Where the first Wet-Suit figure looked like a sport diver to me, this one goes for an all-out science fiction/comic book influenced garb. Par for the course with the 2002 series, to be sure, as the first series’ packaging was heavily inspired by a more graphic design scheme than the fully painted packaging deco of the 1980s and 1990s. At the time, I was glad to see anything GI Joe return to the toy aisles, especially since the line had been taken out just a few shirt years after I started to collect again. I could finally get into Joe at the ground floor. Maybe that’s why I don’t harbor much ill will towards the era. There were disappointing elements through its various stages, but for the most part, I have good memories of the days of the so-called new sculpt figures.

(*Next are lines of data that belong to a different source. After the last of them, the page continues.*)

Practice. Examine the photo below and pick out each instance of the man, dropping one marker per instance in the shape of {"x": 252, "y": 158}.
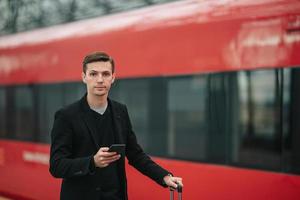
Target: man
{"x": 82, "y": 133}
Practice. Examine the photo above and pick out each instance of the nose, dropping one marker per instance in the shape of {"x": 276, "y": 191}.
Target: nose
{"x": 100, "y": 78}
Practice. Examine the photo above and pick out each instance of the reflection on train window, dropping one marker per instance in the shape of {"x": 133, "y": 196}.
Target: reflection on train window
{"x": 260, "y": 131}
{"x": 135, "y": 93}
{"x": 186, "y": 117}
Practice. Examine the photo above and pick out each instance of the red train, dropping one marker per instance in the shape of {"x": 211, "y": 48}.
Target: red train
{"x": 211, "y": 87}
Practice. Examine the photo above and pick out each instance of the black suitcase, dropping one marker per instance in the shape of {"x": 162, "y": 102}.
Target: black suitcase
{"x": 179, "y": 190}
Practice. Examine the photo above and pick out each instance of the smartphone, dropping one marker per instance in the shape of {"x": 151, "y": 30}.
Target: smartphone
{"x": 119, "y": 148}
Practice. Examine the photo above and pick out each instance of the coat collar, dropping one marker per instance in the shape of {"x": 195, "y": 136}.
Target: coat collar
{"x": 90, "y": 121}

Although it’s a t-crotch figure, and not fully “compatible” with the usual small GI Joe construction style, I still find a lot to like with the uniform. Sure, it’s along the lines of the brand’s more sci-fi leanings, but the mix of armored pieces, a unique new removable dive helmet/mask, and small touches of highlighting colors add up to a figure that is pleasing to the eye.
Other accessories are all holdovers from older diver figures, but their presence isn’t badly out of place. After all, maybe Wet-Suit was really attached to his trusty diving light, and how can you really improve on a speargun? (Although Depth Charge had a really nice new compact version of the classic underwater weapon.) Underneath the helmet is a very nice head sculpt, which has a wavy hairstyle similar to the character’s Sunbow animation model.
Finally, this is Brian M.Forrest according to the file card, and not Brian C. Forrest as the original 1986 figure was known. I know, I know, that’s a totally nerdy thing to point out, but there it is. On the positive side, as many issues as the relaunch era had with code names, file cards and the like, at least they actually included file cards.